切通しは緩い峠のピークであり、日野/八王子市境となっている。

 


峠を下る途中は未開発地域で、とても気持ちいい。正面に見える山の向こうに、都道155号現道が通っている。
あっちの現道も開通はけっこう遅く、1995年辺りのようだ。

 


右手が開けてきて、赤い屋根の家が見えてくると、もうすぐ分岐。遠くにはマンション群も見える。

 

 
155号旧道は直進だが、503号は右折。もちろん何の案内もない。
ミラーの傍には石碑や地蔵さんがあって、古くからある道のようだ。

 


都道155号も狭かったが、こっちはそれ以上に狭い。

 


正面には交通量の多い155号現道。そこへ真っ直ぐいかずに都道は曲がる。

 


都道155号現道と交差する。同じ都道なのに503号のほうは横断歩道どころか歩道がペコンと凹んでるだけだ。

 


隣のいい道は新しく開発された区画へのアクセス路。それに比べてこの都道はまるで民家への進入路のようになり居心地悪い。
そして舗装もなくなって、いよいよ車両通行困難に。

 

  
(左)振り返ると、都道と市道(となる予定)の整備のこの差!
(真ん中)大体同じ場所だと思うが、2003年秋ごろの写真。
(右)ここに杭が埋めてあった。境界と彫ってあり、その裏はこんな記号。何?

 ※この杭について、関東の田舎町在住者さんより頂いたコメントを載せておきます。

これは住宅・都市整備公団(現:UR、旧:日本住宅公団)のロゴです。
住都公団は千葉に鉄道を持ち(今は北総線の一部)、車両も保有していましたが、その車体にもこのロゴが貼付されていました。
Wikipediaの登録画像に、その車両の写真があります。先頭貫通扉の下方、形式の2101の下に、そのロゴが見えます。
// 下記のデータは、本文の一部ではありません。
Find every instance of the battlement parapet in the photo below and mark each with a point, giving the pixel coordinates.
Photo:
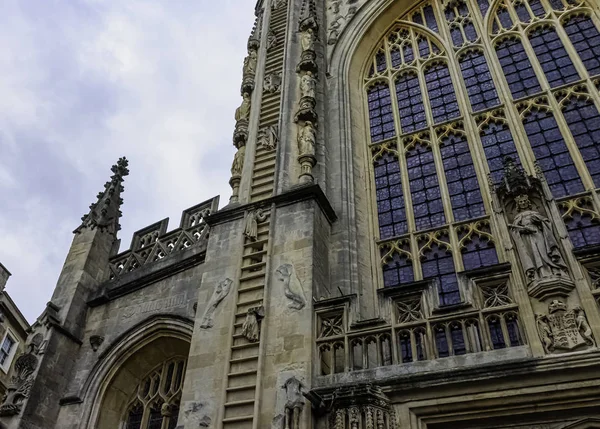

件の境界標は、その先が公団の用地ということを示していたのではないでしょうか。

ということだそうで。都市整備関連のものでしたか。どうもありがとうございました。

 


なんか草に塗(まみ)れた敷地にベンチが3つほど置いてある。
訪問時にはロープで区切ってあり入れなかったが、これから整備されんのかな?
前も通ったが、その時は高いフェンスで見えなかったのか。

 


横から歩道が合流してくるが、都道は道なりに進む。

 


造成地の端を行く都道。でもほんまに、なぜここだけこんななんや?

 

 
(左)以前はこの辺だけ左にも木が茂ってたんだが、造成が進んでなくなってしまった。
(右)2003年秋ごろ。ほんの少しの間、両側木だった。左の写真でいう緑の柵?の辺りがそう。

  不通区間の前は自然が残る地区だったが、ここから見る景色は開発されまくってる地域になる。この道路を管理する南多摩東部建設事務所に出向いて、503号について道路台帳を見たが、昔の台帳しかなかった。新しい、つまり今の台帳ではここは描かれていない。簡単に言うと、現道なし区間ということか。下の画像(国土情報ウェブマッピングシステムを加工したもの)を見て貰おう。


↑カーソルオンでもとの画像
昭和49年の当該地域の空中写真で、黄⇒155号:青⇒503号:緑⇒20号(野猿街道)

 


↑カーソルオンで昭和49年⇒昭和54年

 大栗川の河川改修が行われ、野猿街道が一部バイパス化されている。そして区画整理も始まってきており、503号だった道が消滅している。改修された大栗川に、旧大竹橋(左)と現大竹橋(右)が出来ている。

 


↑カーソルオンで昭和49年⇒昭和59年

 野猿街道の両側、区画整理が徐々に進んでいる。まだ旧大竹橋が残っているが、平成元年の空中写真を見ると落橋している。旧野猿街道は区画整理で消滅。右下の半円は2コ下の画像の半円と同じ辺りであることを示す。

 


↑カーソルオンで平成22or23年⇒昭和49年

 ついでに最近(平成23年ごろ)と昭和49年と比べてみる。画像北側はあまり変化がないが、それ以外は面影ない。

 

 


↑カーソルオンで昭和54年⇒平成元年

  大栗川の支流、大田川の北側には503号が通っていたが、平成元年には、そこも区画整理が始まっており、消滅している部分がある。昭和54年には影も形もなかった多摩ニュータウン通り(都道158号)が完成している。
  昭和54年には、503号が南の向きを変えるところから西には大田川がまだ地上にあるが、京王と多摩ニュータウン通りが出来たことで、川は地下になった。それと、南大沢駅南側で、503号の道路形状も変わっている。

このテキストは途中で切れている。